Restrictions on religious liberty destroy a nation. If anything is clear from the 20th century, it is that religious restrictions and state-sanctioned secularism eventually lead to tyranny and bloodshed. Even a nation as unconcerned with basic rights as China is now slowly acknowledging this: China’s Religious Affairs Bureau has even publicly acknowledged that state-sanctioned atheism isn’t working. 10

The American founders’ hypothesis certainly appears to be right: apart from its inherent value, religious freedom secures other liberties and enables human flourishing by checking the power of the state.

So What Now?

In the U.S., at least, the conversations surrounding the HHS mandate, same-sex marriage, and rights of conscience seem to be growing more polarizing, not less. That means religious liberty proponents — of whom Christians have the most reason to be vocal — need to discover ways to get the word out to their fellow citizens, urgently and credibly. We must not remain silent. Winsomely explaining why religious liberty is so important is a mission-critical priority.
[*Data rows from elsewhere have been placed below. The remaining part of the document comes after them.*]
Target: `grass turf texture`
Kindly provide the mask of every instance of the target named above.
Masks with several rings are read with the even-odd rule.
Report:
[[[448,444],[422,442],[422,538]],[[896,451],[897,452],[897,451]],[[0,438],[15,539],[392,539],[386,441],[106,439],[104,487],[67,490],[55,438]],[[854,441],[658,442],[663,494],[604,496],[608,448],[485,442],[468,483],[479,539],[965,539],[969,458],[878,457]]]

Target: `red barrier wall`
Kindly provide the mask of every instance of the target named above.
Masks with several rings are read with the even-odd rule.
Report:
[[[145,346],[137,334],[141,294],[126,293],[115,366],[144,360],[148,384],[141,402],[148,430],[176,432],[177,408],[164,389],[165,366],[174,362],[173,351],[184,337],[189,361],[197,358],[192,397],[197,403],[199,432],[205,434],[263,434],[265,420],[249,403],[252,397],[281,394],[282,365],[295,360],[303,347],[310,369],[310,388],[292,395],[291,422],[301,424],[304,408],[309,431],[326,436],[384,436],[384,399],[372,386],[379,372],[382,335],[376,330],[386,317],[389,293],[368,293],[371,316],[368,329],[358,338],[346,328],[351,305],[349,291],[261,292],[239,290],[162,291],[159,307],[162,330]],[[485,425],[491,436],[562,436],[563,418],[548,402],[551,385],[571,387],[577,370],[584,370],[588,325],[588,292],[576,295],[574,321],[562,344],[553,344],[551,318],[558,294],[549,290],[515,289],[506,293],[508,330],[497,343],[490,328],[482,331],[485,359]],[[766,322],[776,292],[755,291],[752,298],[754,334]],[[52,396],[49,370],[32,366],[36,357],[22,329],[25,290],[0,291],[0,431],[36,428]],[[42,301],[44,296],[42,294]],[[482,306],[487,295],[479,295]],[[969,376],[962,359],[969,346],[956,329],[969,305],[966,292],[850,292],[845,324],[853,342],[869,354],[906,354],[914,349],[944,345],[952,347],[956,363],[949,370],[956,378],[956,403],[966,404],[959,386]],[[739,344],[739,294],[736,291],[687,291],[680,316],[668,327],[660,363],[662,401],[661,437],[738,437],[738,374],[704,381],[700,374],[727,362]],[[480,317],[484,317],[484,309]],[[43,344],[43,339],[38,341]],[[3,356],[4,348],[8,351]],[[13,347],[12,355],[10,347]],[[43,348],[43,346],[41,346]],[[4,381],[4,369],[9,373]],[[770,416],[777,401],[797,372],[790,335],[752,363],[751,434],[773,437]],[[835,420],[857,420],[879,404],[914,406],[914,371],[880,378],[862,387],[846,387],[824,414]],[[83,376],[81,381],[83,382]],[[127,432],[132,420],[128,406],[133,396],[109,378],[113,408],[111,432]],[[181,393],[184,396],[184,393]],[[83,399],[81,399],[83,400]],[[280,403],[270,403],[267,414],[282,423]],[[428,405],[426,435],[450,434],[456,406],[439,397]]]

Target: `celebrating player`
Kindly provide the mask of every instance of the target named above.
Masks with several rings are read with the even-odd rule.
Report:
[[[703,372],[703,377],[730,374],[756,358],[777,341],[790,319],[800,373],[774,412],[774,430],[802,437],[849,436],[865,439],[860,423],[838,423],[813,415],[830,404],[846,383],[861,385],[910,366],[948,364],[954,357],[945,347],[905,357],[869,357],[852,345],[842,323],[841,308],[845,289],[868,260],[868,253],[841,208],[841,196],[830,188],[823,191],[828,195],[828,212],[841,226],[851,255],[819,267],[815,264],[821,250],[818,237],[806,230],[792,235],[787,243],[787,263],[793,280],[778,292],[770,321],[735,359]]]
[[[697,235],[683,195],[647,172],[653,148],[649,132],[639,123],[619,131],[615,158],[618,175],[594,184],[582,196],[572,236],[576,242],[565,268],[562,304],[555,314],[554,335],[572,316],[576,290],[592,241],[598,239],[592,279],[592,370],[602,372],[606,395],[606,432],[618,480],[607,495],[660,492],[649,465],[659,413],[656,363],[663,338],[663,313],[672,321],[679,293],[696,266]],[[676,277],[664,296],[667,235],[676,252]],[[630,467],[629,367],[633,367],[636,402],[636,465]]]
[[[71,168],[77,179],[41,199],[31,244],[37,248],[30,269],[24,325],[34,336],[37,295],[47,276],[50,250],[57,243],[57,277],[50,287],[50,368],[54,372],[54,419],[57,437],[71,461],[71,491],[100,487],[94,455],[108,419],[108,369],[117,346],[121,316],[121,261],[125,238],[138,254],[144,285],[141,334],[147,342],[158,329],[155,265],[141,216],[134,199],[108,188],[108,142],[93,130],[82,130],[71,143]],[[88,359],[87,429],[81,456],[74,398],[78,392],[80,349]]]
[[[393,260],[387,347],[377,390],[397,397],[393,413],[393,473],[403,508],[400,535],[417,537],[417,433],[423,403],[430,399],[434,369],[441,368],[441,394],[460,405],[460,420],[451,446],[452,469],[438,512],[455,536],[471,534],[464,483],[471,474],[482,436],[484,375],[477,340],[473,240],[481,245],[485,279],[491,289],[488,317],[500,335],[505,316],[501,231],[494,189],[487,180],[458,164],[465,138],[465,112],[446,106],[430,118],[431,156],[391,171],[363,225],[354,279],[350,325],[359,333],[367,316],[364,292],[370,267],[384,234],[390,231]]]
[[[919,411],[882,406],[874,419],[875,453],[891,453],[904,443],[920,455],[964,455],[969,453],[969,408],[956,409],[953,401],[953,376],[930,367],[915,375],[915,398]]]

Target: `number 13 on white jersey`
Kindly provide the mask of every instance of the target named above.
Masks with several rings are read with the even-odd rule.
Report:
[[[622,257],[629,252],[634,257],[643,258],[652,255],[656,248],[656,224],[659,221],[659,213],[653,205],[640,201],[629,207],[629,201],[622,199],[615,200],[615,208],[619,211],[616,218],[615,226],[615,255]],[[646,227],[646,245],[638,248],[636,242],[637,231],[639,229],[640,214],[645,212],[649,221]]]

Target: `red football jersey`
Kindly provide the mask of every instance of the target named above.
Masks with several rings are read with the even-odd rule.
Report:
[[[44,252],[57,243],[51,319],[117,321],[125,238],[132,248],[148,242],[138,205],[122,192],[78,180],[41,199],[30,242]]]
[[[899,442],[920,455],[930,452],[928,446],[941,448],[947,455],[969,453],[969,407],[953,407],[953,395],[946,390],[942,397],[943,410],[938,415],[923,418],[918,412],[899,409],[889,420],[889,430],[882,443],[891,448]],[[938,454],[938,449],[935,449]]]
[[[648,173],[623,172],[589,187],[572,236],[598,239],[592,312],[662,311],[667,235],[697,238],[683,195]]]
Christians may be unique in our ability to communicate this message. When Jesus said we ought to pay to Caesar what is Caesar’s but pay to God what is God’s (Mark 12:17), he was effectively limiting the role of the state. In order to preserve religious liberty, the Church will need to assert its responsibility to do things only the Church is equipped to do. America’s founders intentionally limited government’s power in religious matters. They understood, as British political leader, historian, and author Lord Acton (best known for his statement, “Power tends to corrupt; absolute power corrupts absolutely” 11), wisely noted, “Liberty of the Church in the State involves authority of the Church in her own sphere — all liberty means the free exercise of authority in whatever is its right sphere.” 12

Footnotes

  1. “New York Hospital Agrees to Protect Rights of Pro-Life Nurses,” Thomas Messner, The Foundry Blog, The Heritage Foundation, February 17, 2013.
  2. Thomas S. Kidd, God of Liberty: A Religious History of the American Revolution (Basic Books: 2010, New York) 6.
  3. Ibid, 51.
  4. Ibid, 6-8
  5. Brian J. Grim and Roger Finke, The Price of Freedom Denied: Religious Persecution and Conflict in the Twenty-First Century (Cambridge University Press: 2011, New York) 33.
  6. Ibid, 36.
  7. Ibid, 39.
  8. Ibid, 59-60.
  9. Ibid, 207.
  10. Ibid, 203.
  11. Lord Acton’s letter to Bishop Mandell Creighton (1887). See John Bartlett’s Familiar Quotations, 13th and centennial ed. (Boston, MA: Little Brown and Company 1955), p. 335. Lord Acton’s English name was Sir. John Dalberg-Acton (John Emerich Edward Dalberg-Acton, 1st Baron Acton, KCVO, DL).
  12. Correspondence between Lord Acton and Richard Simpson, October 6, 1862, quoted in Essays in Religion, Politics, and Morality: Selected Writings of Lord Acton, Vol. II, edited by J. Rufus Fears (Liberty Fund: 1988, Indianapolis), 611.